By Adriana Paramo–
Zumba Class, YMCA, Lakeland, Florida
I think my Zumba instructor knows me. I think she is a witch, some sort of sorceress that scans my heart as soon as I enter the gym. You see, she seems to know exactly what I need and it worries me that I’m so transparent, or that her sorcery is that potent.
On days when my heart puts on weight and I can hardly contain its heaviness in my chest, she plays calypsos, sometimes from Trinidad, sometimes from Tobago, Brazilian sambas and merengues from the Dominican Republic.
Not nice, gentle merengues that you can sway your hips to or follow with a flutter of your feet. No. That would be too common. She plays the angry type called perico ripia’o, which she must smuggle straight from the slums of Santo Domingo.
Last winter after a freeze, she played in a row, two guajiras, three salsas, an angry mambo, a potpourri of reggaetons, and an assortment of cha-cha-chas of the mutinous type.
A musical concoction so intoxicating in its temperature-rising effect, so balmy on my forehead, so risky to maneuver, so incandescent, that by the time I came out of the class, the sun was peeking out from behind gray clouds and the ice was beginning to thaw out in the strawberry fields.

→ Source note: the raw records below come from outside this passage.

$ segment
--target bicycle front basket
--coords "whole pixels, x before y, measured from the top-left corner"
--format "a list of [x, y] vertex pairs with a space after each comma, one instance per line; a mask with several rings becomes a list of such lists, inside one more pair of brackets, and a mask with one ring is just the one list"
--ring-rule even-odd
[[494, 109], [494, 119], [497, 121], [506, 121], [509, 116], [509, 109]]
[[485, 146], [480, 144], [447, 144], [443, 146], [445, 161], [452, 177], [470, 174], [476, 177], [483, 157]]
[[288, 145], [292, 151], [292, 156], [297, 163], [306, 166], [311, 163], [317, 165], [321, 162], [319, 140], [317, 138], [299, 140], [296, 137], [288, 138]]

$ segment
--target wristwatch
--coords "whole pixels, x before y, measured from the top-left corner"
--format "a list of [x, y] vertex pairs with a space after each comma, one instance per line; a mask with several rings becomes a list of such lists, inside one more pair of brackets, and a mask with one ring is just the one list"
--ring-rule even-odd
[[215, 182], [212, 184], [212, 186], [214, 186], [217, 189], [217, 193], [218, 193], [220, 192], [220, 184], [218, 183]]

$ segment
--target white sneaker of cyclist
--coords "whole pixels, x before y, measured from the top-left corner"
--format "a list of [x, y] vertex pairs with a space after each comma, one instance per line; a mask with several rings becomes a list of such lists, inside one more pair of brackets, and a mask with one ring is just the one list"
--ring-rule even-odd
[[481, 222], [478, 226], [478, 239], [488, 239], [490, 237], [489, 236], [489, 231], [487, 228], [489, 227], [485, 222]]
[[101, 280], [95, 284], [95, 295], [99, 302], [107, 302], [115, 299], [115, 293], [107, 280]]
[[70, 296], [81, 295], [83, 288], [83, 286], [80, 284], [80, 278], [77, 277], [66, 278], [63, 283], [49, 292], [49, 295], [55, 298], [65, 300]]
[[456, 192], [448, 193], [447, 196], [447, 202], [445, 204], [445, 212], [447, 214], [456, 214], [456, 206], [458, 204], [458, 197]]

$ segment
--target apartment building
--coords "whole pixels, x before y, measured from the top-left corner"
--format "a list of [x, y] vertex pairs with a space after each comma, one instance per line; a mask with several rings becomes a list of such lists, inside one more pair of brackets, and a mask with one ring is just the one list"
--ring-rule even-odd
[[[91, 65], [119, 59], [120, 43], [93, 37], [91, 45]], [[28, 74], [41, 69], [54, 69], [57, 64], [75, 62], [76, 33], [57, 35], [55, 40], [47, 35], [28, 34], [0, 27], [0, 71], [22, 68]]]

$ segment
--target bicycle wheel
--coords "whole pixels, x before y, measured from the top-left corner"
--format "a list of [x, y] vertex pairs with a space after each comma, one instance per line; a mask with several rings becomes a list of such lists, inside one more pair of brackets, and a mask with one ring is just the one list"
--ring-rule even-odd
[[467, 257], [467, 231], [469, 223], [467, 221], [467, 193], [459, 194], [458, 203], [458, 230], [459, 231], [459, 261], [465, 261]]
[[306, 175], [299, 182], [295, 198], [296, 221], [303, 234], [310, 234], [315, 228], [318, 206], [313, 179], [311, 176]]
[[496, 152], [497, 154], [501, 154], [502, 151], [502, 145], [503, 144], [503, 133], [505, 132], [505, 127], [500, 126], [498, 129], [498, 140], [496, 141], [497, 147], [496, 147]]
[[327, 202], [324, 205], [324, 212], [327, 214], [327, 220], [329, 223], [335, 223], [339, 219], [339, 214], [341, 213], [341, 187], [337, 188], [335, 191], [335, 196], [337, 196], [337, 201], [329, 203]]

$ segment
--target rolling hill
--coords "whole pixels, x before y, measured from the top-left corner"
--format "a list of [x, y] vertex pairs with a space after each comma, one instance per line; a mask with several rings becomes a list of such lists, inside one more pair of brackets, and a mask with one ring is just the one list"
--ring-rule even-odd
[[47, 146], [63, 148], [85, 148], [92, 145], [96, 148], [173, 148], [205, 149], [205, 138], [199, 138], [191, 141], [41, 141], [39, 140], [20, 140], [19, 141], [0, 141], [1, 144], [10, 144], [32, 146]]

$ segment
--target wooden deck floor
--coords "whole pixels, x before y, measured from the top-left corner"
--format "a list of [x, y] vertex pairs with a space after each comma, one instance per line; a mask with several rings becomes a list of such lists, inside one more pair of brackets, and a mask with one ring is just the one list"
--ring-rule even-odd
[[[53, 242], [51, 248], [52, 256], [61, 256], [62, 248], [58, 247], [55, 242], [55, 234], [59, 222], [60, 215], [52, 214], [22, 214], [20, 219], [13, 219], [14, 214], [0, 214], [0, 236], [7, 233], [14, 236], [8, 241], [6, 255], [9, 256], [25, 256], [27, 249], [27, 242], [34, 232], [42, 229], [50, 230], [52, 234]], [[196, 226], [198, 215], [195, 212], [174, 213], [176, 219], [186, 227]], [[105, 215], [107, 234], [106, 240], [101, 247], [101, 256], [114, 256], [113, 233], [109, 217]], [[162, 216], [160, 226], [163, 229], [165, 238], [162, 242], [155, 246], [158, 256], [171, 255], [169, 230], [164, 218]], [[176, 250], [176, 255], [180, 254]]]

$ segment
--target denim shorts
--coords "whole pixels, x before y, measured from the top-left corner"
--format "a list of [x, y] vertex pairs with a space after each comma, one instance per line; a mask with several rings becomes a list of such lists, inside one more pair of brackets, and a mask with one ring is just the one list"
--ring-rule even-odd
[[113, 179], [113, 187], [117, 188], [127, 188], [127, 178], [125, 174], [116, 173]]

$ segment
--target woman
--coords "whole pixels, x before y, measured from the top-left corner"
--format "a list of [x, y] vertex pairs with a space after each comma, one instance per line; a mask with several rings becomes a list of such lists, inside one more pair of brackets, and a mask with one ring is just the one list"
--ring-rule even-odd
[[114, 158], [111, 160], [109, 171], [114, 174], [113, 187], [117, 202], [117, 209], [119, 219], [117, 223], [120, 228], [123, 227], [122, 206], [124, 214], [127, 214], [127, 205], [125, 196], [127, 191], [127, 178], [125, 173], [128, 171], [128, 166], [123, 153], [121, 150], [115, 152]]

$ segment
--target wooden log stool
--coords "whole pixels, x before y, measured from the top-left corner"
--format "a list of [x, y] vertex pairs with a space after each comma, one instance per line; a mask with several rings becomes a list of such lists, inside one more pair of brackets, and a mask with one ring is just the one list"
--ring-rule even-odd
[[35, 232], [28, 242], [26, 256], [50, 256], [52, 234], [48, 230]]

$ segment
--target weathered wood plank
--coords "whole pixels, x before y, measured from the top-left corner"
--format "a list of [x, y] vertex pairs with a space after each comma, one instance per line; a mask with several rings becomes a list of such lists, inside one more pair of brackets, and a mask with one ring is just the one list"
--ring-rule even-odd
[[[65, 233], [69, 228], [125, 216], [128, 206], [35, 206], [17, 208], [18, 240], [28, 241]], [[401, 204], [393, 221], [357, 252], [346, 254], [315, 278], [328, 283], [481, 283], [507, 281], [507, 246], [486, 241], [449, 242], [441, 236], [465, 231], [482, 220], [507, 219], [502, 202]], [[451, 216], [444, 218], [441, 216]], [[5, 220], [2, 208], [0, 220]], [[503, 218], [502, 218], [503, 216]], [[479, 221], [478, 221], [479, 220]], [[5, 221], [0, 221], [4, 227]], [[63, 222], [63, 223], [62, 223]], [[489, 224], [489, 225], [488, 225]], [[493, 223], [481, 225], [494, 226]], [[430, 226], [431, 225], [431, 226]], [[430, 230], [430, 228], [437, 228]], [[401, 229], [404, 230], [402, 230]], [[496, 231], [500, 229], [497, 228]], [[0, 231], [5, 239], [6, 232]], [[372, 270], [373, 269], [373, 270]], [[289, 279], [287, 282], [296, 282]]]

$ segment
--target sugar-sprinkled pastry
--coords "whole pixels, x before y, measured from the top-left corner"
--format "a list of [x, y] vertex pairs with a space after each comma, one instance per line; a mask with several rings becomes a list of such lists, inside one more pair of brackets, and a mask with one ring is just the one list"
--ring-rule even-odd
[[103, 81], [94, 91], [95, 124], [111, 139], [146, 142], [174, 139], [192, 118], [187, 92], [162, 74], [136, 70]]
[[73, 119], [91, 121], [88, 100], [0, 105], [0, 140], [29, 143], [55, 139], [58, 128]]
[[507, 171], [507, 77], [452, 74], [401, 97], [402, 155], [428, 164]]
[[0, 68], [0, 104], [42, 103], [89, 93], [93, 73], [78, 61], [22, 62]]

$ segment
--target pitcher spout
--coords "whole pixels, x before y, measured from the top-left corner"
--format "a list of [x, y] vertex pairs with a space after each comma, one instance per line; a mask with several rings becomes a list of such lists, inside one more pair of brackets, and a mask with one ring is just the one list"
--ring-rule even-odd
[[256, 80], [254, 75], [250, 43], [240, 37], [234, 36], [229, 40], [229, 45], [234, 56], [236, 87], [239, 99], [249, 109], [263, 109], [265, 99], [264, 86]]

On one occasion, burdened by the loss of a loved one, I dragged my feet to class, bloodshot-eyed and wary. Instead of seeing me, I think she saw grief, which she seems to be allergic to.
Quickly, she pushed some buttons in her iPod, her antidote to everything gloomy, and filled the room with the ferocious drumbeats and the clarion of a high-pitch cane flute of a Colombian cumbia. I let me hips go, undulating and fluid.
I glided over the wooden floor, my pelvis swayed back and forth, to and fro shamelessly. My African ancestors possessed me and my feet spoke their tongue.
I sashayed at the waist like the Yoruba brought to this land in chains did when their masters were asleep. I made mine this cadence that is purely black, not Indian or Spanish, but ebony from the belly of our mother continent.
I invoked the grace of Yemayá and the powers of Changó and before the end of the song, the orishas had welcomed me in their family like a prodigal daughter. And from the safety of their home, with each step-step-glide, step-step-glide, I unburdened my heart little by little until I felt the last remnant of sorrow leave my body.
Adriana Paramo is a creative non-fiction writer residing in Florida.


Being Colombian myself,I can totally relate to this article. Reading it took me back to my country, where we had nights of so much dancing I could hardly stand on my own two feet by the time it was over. Very nice Adriana, please continue writing articles that keep our memories alive.